The government demonstrated a mixed record on foreign policy. Its two principal preoccupations during 2020 remained tensions with India following its illegal and brutal actions in occupied Kashmir and escalation on the Line of Control as well as the fast-evolving situation in Afghanistan. The former presented a grim prospect while the latter marked a moment of hope and opportunity. Relations with India sunk to a new low with all meaningful diplomatic engagement suspended. The government’s Kashmir campaign lacked consistency and imagination especially seen against its aim of raising the diplomatic costs for India of its Kashmir actions. This made efforts to mobilise international support far more imposing in the coming year.

Developments in Afghanistan offered the promise of peace. Pakistan played an active and important role in the events leading up to the February Doha accord between the US and Taliban and the start of intra-Afghan negotiations.
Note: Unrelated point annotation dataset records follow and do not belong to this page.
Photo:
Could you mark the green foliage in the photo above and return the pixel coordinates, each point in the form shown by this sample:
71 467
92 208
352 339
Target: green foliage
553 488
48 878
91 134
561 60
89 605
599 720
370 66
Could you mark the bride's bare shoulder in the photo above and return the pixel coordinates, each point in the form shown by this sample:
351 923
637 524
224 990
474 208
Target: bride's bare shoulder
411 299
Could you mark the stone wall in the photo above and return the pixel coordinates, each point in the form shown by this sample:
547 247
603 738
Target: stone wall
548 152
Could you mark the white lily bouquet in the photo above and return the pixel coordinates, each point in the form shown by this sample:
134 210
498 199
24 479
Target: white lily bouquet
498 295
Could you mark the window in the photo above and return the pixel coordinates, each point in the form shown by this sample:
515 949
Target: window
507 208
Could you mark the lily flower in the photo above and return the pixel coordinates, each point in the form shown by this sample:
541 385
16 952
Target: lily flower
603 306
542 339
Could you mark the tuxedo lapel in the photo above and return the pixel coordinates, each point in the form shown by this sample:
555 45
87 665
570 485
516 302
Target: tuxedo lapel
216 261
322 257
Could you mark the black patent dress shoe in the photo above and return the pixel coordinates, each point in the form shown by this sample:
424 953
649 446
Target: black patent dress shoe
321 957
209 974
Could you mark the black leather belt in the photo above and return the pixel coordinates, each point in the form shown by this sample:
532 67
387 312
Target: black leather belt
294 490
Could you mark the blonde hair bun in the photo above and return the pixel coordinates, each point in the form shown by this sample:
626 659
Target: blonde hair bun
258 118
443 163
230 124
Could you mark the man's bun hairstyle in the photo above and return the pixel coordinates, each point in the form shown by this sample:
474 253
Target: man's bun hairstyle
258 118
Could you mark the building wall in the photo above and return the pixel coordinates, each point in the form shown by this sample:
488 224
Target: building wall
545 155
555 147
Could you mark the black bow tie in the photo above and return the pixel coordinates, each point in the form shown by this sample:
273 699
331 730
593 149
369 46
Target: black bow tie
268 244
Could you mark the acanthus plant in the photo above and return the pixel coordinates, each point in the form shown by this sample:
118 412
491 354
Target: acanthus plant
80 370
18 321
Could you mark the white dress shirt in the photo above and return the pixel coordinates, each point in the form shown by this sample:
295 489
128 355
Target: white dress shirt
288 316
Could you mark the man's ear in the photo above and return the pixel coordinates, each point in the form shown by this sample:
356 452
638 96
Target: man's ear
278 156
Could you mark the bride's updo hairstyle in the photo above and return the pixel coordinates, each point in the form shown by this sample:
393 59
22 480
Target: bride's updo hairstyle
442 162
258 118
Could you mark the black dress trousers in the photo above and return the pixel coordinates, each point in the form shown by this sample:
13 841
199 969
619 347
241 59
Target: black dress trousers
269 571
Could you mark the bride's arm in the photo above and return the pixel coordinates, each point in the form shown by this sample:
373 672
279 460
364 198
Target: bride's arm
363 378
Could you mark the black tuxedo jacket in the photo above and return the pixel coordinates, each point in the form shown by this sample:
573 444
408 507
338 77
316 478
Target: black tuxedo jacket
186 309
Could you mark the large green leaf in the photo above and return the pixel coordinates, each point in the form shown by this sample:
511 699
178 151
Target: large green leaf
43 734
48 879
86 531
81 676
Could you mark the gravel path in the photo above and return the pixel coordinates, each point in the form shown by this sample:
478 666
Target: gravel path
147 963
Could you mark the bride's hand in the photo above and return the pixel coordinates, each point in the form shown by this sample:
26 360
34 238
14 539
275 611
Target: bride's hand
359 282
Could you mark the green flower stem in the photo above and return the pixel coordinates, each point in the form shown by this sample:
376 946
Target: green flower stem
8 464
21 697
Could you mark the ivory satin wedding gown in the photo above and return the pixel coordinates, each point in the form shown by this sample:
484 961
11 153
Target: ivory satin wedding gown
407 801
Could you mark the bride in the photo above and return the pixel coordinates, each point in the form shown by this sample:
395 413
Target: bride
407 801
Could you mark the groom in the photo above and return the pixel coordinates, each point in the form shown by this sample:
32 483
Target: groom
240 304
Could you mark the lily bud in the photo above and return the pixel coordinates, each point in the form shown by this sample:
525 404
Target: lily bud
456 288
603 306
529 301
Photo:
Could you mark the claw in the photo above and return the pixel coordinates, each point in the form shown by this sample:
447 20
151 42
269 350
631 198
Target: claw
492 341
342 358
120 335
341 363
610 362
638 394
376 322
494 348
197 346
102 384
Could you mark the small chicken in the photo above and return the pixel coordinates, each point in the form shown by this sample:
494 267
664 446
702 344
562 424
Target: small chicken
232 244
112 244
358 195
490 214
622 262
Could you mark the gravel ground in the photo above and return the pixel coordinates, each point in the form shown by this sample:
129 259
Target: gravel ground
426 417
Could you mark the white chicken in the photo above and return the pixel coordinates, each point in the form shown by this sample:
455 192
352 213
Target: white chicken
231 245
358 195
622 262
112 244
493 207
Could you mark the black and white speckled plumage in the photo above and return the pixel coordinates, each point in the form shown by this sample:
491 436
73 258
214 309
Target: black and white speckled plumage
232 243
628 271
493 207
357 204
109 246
But the path to a negotiated settlement remained strewn with obstacles, which left Islamabad with having to prepare for less hopeful scenarios. It was unclear whether the government started work on this.

Relations with China continued on a robust, positive trajectory. With the US, the main commonality remained Afghanistan. The advent of the Biden administration however opened up the opportunity to rebuild ties and impart content to the bilateral relationship, which has been elusive in recent years.

Significant was the downturn in ties with Saudi Arabia despite official protestations to the contrary. That Islamabad was asked to repay a substantial part of a loan was testimony to this as also the apparent freezing of an oil credit facility. The absence of high-level engagement between the two key allies also confirmed this.

The lack of any foreign policy direction in the outgoing year reflected the dearth of imagination that generally afflicts the government. However, it will be the government’s performance on the domestic front that will matter more and determine its fortunes in 2021.

The writer is a former ambassador to the US, UK and UN.